Prep 30 mins
Cook 15 mins
This salad was inspired by a recipe for cucumber sagnchae from Korean Cooking by Young Jin Song. The dressing is his, the vegetables are mine! And I have increased the size - his is a little appetizer, and mine is a large bowl, enough for a big family like ours, or for a dinner with friends! It is a very spicy dish, and you can adjust the hotness to suit your taste. My Japanese husband could eat it every day, despite the inclusion of broccoli and cauliflower!
- 1 head broccoli
- 1 head cauliflower
- 1 nashi pear, julienned
- 2 carrots, julienned
- 15 -20 cm daikon radishes, julienned
- 4 -5 spring onions, finely chopped
- 3 garlic cloves, crushed
- 1 tablespoon cider vinegar
- 1 tablespoon salt
- 1 teaspoon korean chili powder
- 2 tablespoons toasted sesame seeds
- 2 tablespoons sesame oil
- 2 teaspoons gochujang korean chili paste
- 2 tablespoons sugar
- Boil a large pot of water. Separate broccoli and cauliflower into small florets. Blanch the florets in the boiling water for 1-2 minutes, then quickly drain and put aside.
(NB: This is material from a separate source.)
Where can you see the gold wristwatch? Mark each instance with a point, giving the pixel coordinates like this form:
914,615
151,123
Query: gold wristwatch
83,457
Let cool slightly.
- Place spring onions into a bowl. Add the crushed garlic, vinegar, salt and chili pepper, and stir to combine. Sprinkle the sesame seeds and mix in the sesame oil, chili paste and sugar,.
- In a large bowl, mix cauliflower, broccoli and all other ingredients, then blend with the dressing. Chill before serving.
- The salad tastes even better the next day - although not for those who do not like raw garlic!